周りに目をやると、まばらに立つ街灯でところどころ照らされた道を歩いている。陽は沈んで空は薄暗い。
「あっ! ちょっと待って! 自動販売機があるっ! あたたかい飲み物買おうっと……寒い寒い」
風花は行く先で見つけた自動販売機に手を擦り合わせながら向かい、飲み物を買い求める。硬化を投入し、ボタンを押すとガタンと音が鳴る。どうやらホットの缶入りのカフェオレを買ったみたいだ。

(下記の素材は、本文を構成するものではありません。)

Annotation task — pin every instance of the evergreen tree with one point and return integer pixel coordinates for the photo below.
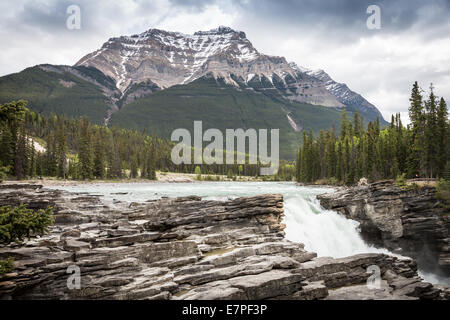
(417, 117)
(431, 139)
(85, 152)
(442, 135)
(61, 151)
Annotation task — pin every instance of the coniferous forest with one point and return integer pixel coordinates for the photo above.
(35, 146)
(418, 150)
(77, 149)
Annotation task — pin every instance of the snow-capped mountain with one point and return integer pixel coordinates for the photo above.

たしかに今日は寒い。雪はいつまで降り続けるつもりだろうか?
空を仰ぎ見れば、結構な量の銀の粉が吹雪いていた。魁斗は肩にかかる雪を払いつつ、地面に目を落とす。徐々に雪の結晶が降り重なってきている。
「寒いけど、ここにしよっか」
風花の声で顔を上げると、たどり着いた先は管理も行き届いていない草木に囲まれた公園。当然ながら周りには誰もいない。風花はベンチの座面の上に降り積もっていた雪を払いのけると、腰掛けようとお尻を下ろしていく。お尻が座面についた瞬間、ビクッ! と勢いよく立ち上がり、
「おしり冷たーいっ!」
叫ぶ。
「……」
見ていると、どうしても強そうには見えない。だけど、先ほどの駐車場での動きは自分よりも遥かに経験を積んでおり強い。
駐車場での惨事が蘇る。
人を大量に殺害していく村雨風花。返り血を浴びながら、変わらず明るい表情で笑っていた。
なのに――と、魁斗は風花を見る。
あんな場面を見たというのに、まるで普通の可愛い女子校生に思えてしまう。
風花は制服のポケットからハンカチを取り出すと、ベンチの上に敷いて、その上にお尻を乗っけた。「あっ、これならだいじょーぶだっ」とか言いながら腰を落ち着かせると、風花が人差し指でトントン、と座面を叩き、隣に座るように示す。
「……」
とりあえず風花の隣に腰がける。
少し尻は冷たいが、男は制服ズボンを履いているから平気だ。
腰を落ち着かせて、周りに目を配る。風花は買ったホットのカフェオレ缶を両手で包み、手を温めている。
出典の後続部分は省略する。